A regular Source column, Undercurrents explores issues, ideas and events developing beneath the surface in the Virgin Islands community.
How many times have you found yourself behind a slow driver poking along, disrupting the flow of traffic, with one hand on the steering wheel and the other holding a cell phone to his ear? Or pulled up to a red light and watched the driver in the next lane with her head bowed over her smart phone, texting, as she coasted to a stop?
National statistics on the prevalence of distracted driving are sobering. According to the website distraction.gov, in 2014, some 3,179 people were killed and another 431,000 were injured on U.S. roads in vehicle crashes that involved distracted driving.
A lot of things fit under the definition of distracted driving, including eating, applying make-up, or reading a road map while operating a vehicle. But texting is considered one of the worst because it distracts a driver several ways at once; it involves visual, manual and cognitive functioning.
According to the National Highway Traffic Safety Administration, 2.2 percent of drivers in 2014 text messaged or visibly manipulated hand-held electronic devices while operating a vehicle.
In the past 10 to 20 years, such statistics have prompted local legislation in virtually all U.S. jurisdictions – including the U.S. Virgin Islands – designed to regulate the use of electronic devices by drivers.
Now the NHTSA is proposing that automobile manufacturers and cell phone companies join the effort.

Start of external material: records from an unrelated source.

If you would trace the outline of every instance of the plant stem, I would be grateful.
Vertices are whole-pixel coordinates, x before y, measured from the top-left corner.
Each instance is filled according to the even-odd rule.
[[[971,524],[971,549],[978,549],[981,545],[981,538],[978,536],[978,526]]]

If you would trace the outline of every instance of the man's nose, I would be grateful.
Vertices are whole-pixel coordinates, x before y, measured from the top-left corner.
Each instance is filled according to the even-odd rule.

The administration issued a statement just before Thanksgiving urging smartphone makers to devise technology to lock out most apps – including the ability to text – when a phone is being used by someone driving a vehicle. It also wants automakers to make their infotainment systems more smart phone friendly.
“The NHTSA has long encouraged drivers to put down their cell phones and other devices, and just drive,” Mark Rosekind, the NHTSA administrator was quoted in the release. “With driver distraction one of the factors behind the rise of traffic fatalities, we are committed to working with the industry to ensure that mobile devices are designed to keep drivers’ eyes where they belong – on the road.”
In the U.S. Virgin Islands, it’s illegal to talk on a hand-held device while driving. The territory’s Distracted Driving Act was passed in 2005 and amended in 2011 to increase the penalties for infractions.
A first offense merits a fine of $100, a second offense, $200. A third offense within a three-year period is punishable by a fine of $300 and the possible suspension of the offender’s driver’s license for as long as one year.
Hands-free phones are legal in the territory, except for people driving on a learner’s permit and for school bus drivers. Those two categories of drivers are forbidden to use any type of phone while driving, except in an emergency.
How big a problem is texting and telephoning while driving in the Virgin Islands?
Attempts to get an answer to that question from the V.I. Police Department met with limited success. After two weeks and repeated requests for comment and for statistics, VIPD public information officer Glen Dratte supplied the Source with a spread sheet detailing the types of traffic tickets issued in fiscal year 2015 on St. Croix.
There were 3,724 tickets issued for moving violations. (There were also 34 parking tickets.)
Of the 3,724 moving violations, 119 – or 3.19 percent – represented citations for cellular phone use while driving.
By far, the greatest number of moving violations on St. Croix in FY 2015 were for failure to wear a seat belt. There were 902 citations for that, representing more than 24 percent of the total. The next highest number of tickets – 437 (11.7 percent of the total) – went for driving an unregistered vehicle.